Montag, 24. Dezember 2018

Frohe Weihnachten!

Die Sonne scheint, der Schnee ist fern. Überall gibt es Markenangebote im Sonderfall. Jonathan läuft durchs schöne Alstertale, und hört Stimmen. Stimmen der Straßenhändler, der hart verhandelnden Mütter vor den Ausläden. „Huawei“ oder so ähnlich rufen sie sich zu. Irgendwann hat das Jonathan schon mal gehört. Vielleicht in der Fernsehwerbung!? Aber sie rufen gar nicht Huawei, sie rufen „Frohe Weihnachten“! Klingt ja auch so ähnlich, wenn der Nordmanntannenverkaufswinter die Vokale verschluckt.

Seit dem Jonathan alleine ist (er hat eine kleine Zelle unter einer Parzelle neben der Villa eines ehemaligen Tennisstars bezogen), kommen ihm Frauen- und Mädchen Stimmen besonders seltsam vor. Wie beim Bonbon abwiegen in der Schule, Bonbons, die sie im Unterricht gemeinsam gekocht haben. Die Bonbons zogen Fäden und verschwammen im Neonlicht des Gesamtschulzentrums pink, orange, türkis und königsblau. Eine verklebte Masse, die für einen Moment aus dem schulgrau eine bunte Welt vorgaukelte.

Eine Frau im Weihnachtsmantel mit modischer Sonnenbrille, siebenfarbigen Brillenrahmen und ohne Mantelmütze, trägt den Zopf der hanseatischen Straße. Sie reicht ihm einen Zimtlümmel als Werbegeschenk einer hier ansässigen Drogeriekette. Ihr kirschroter Mund wabert wie Gelantine, so glatt und grade wie der wunderbar gefertigte Sargdeckel Schneewittchens.

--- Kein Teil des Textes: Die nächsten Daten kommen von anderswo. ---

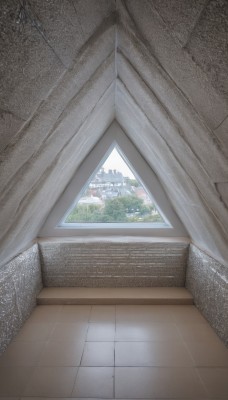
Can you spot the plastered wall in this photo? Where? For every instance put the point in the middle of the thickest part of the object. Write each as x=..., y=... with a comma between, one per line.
x=207, y=281
x=20, y=282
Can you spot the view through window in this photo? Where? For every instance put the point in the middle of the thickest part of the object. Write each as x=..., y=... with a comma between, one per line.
x=114, y=195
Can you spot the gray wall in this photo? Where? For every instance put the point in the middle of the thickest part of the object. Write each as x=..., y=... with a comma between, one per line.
x=20, y=282
x=207, y=281
x=110, y=264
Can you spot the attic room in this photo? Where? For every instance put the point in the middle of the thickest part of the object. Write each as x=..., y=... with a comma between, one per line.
x=132, y=304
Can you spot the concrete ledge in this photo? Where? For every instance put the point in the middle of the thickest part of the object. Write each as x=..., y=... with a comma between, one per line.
x=159, y=295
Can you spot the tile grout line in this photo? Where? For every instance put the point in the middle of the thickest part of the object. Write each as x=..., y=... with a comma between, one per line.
x=114, y=368
x=88, y=322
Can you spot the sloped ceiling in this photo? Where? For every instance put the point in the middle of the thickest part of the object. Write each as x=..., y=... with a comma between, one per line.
x=70, y=67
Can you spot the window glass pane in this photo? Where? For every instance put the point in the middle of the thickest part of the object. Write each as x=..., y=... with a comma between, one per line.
x=114, y=195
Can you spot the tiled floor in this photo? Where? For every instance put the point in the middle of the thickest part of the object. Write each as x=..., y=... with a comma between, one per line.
x=123, y=352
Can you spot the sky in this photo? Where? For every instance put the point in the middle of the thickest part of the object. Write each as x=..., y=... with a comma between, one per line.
x=115, y=161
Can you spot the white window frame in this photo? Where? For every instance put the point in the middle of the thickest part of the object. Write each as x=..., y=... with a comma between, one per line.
x=114, y=137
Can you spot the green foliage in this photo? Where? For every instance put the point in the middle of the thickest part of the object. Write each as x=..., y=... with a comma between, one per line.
x=119, y=209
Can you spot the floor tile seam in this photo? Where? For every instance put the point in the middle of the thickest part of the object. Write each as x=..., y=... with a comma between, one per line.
x=202, y=382
x=28, y=381
x=74, y=383
x=114, y=375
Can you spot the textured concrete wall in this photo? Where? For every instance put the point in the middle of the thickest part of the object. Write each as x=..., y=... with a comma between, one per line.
x=20, y=282
x=98, y=264
x=207, y=281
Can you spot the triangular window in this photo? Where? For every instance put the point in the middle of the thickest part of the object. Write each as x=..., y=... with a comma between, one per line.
x=114, y=194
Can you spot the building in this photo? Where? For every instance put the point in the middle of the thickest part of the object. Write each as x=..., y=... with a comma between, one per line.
x=76, y=77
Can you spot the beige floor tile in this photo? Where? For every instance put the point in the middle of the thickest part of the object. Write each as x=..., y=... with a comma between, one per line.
x=50, y=382
x=151, y=354
x=74, y=314
x=103, y=314
x=98, y=354
x=146, y=331
x=69, y=332
x=216, y=381
x=13, y=380
x=208, y=354
x=35, y=332
x=62, y=354
x=101, y=332
x=149, y=313
x=196, y=332
x=22, y=354
x=153, y=383
x=94, y=382
x=45, y=314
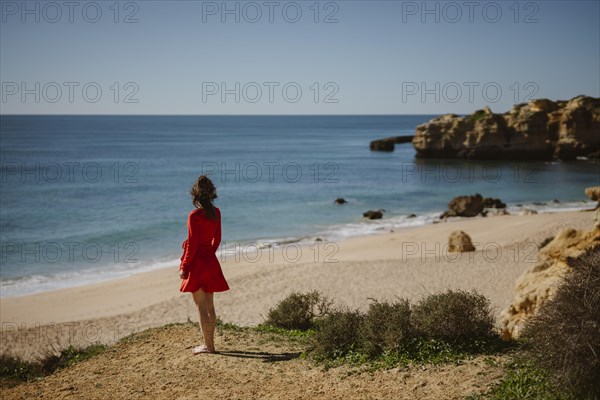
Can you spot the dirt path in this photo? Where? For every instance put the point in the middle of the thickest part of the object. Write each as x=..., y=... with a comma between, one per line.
x=158, y=364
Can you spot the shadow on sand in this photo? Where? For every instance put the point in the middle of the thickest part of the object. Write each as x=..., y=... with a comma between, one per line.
x=266, y=357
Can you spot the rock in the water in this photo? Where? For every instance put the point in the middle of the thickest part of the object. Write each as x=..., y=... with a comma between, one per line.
x=489, y=202
x=373, y=214
x=388, y=144
x=593, y=193
x=466, y=206
x=460, y=242
x=382, y=145
x=537, y=285
x=540, y=129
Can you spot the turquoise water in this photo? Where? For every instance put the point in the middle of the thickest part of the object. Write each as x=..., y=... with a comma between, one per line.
x=86, y=198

Jonathan verbringt Weihnachten mit sich und sieben Kanalienvögeln. Die hat er im Internet bestellt und die machen aus seinem kleinen Pott, also der Zelle eine kleine Wohnung mit Klangdesign. Er beschenkt sich dieses Jahr sogar selbst. Jonathan hat in einer ausschweifend umfassenden Therapie bei einem Hipsterpsych seinen Bezug zum sinnlosen Konsum wieder entdeckt. Das macht ihn jetzt glücklich. Er hat sich einen Muskeltonus-Leser bestellt und selbst geschenkt. Seine ehemalige Freundin, die Käthe, hat sowas immer für kleingeistigen Schnickschnack gehalten. Sie wollte immer größere Häuser, größere Schuhe, päpstliche Macht und eine neue Definition des Reinheitsgebotes. Letzteres war irgendwie sogar noch das Sinnvollste. Aber Massen an Biertrinkern sind gegen Käthe vorgegangen. Sie hatte überall Lokalverbot. „Manntje Manntje, Timpe Te …“

Mitten in Jonathans neuer geilen Bleibe hängt ein Boxsack. Jeden Abend kommt sein Nachbar, der gealterte Tennisstar vorbei und schnallt ihn kopfüber und im allzu kurzen Hemd an den Boxsack. Nur in dieser Position findet Jonathan seinen Schlaf. Praktisch, so kann er auch in seinem kleinen Pott ein gänsliches Federbett mit Rahmenhandlung einsparen.

Sie haben wieder Lieder auf den Lippen. Lieder, die er von früher kannte. Aus seinem Volksempfänger, Lieder die den Village Peoplen und den Comedian  Harmonists den Mund verbaten, damals noch - oder den Young Brüdern (Hells Bells). Er trinkt sein letztes Rosenwasser in diesem Jahr und lässt sich von seinem Nachbarn an seinen Schlafsack schnallen.

„Frohe Weihnachten Jonathan!“ wünscht ihm der Nachbar sanft. Doch der Jonathan ist schon eingeschlafen.